Review Details

Review type: Book

Title: Eat The Ones You Love

Author: Sarah Maria Griffin

Publisher: Titan Books

Release date: 3rd June 2025

Eat The Ones You Love

Reviewed by: Melody Bowles

Other details: Paperback RRP £9.99

Eat The Ones You Love by Sarah Maria Griffin

Book Review

Melody Bowles

Eat The Ones You Love is such a great title. I expected plant-based horror akin to The Day of the Triffids by John Wyndham or A Botanical Daughter by Noah Medlock. What I got was a mashup of a literary novel about a shopping centre closing down and the machinations of the evil plant growing at its heart. As in the real world, shopping centres are emptying out due to rising rents and the global takeover of online retailers like Amazon and Temu. I feel it’s strange to imply the centre closing is because of an evil plant eating the patrons. The plant feels like it should represent something realistic relating to why shopping centres are closing, but…it just seems to be an evil plant? Or perhaps an abusive partner? These parts of the story don’t fit together; it feels disjointed. This is my main criticism of the book. It’s such a shame, as I love the near-empty, almost-collapsing shopping centre as a setting.

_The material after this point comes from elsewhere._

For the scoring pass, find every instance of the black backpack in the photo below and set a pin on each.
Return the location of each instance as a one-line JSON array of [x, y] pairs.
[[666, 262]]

We mostly follow the recently dumped Shell, who gets a job in the shopping centre’s flower store, working with the mysterious Neve. Neve is a workaholic, also recently dumped. Shell has an immediate crush on Neve, but unfortunately Neve’s heart is taken. Whether that’s by her ex, Jen, or the murderous plant she calls Baby is initially unclear. Shell also develops a romantic relationship with Kiero, another tenant in the shopping centre. She actually goes out on dates with him, while her feelings for Neve do nothing but simmer in the background. It’s a little frustrating.

The aforementioned evil plant, Baby, is the narrator for much of the book. He can worm his way into people after they touch him and understand their thoughts. This can be jarring, as the book reads as written in the third person but then slips into the first when Baby wants to comment on something, usually ominously. The part where he explains human skin is full of tiny holes was absolutely chilling and foreshadows my favourite scene, where Shell wakes up with a garden growing out of her face. Although Shell is supposed to be the protagonist, she mostly lets things happen to her. I think she’s supposed to rediscover the importance of connection with old and new friends, which almost works. I wish we had experienced the story more from the perspective of Neve’s ex, Jen, who goes out of her way to try to stop the evil plant and save the shopping centre from closure.

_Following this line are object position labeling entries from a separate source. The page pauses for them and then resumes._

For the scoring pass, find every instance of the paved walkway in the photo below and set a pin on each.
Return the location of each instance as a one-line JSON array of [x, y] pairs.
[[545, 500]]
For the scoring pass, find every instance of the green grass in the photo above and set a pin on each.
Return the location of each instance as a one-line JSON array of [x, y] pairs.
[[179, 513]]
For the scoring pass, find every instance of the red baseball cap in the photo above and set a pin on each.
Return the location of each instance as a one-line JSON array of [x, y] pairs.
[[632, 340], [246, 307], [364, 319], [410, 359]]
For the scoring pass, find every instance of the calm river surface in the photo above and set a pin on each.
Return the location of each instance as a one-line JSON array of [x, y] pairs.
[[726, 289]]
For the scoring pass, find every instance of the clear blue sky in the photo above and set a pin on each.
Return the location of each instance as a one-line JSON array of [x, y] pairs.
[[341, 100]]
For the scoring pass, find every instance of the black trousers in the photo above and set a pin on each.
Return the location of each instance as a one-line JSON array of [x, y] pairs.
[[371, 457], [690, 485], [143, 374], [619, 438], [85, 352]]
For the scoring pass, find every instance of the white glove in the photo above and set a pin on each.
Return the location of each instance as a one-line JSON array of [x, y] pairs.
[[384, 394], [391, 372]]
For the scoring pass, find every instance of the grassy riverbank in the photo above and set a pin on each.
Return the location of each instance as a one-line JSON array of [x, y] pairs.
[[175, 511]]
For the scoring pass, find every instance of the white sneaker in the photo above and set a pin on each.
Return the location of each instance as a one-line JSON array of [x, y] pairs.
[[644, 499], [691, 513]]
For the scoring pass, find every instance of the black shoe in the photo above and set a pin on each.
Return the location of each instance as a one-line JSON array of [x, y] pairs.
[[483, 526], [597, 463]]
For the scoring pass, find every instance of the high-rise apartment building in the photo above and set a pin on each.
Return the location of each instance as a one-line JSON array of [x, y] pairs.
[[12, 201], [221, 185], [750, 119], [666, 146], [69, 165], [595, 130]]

I want to like this book. All the right ingredients are here, and it really picks up in the final chapters. But it doesn’t quite come together due to the disjointed concepts, the frustrating protagonist, and the pacing grinding to a near halt midway through while Shell tries to figure out her love life.

Read Eat The Ones You Love for a shopping centre-based soap opera with the horrific twist that one of the major players is a man-eating plant.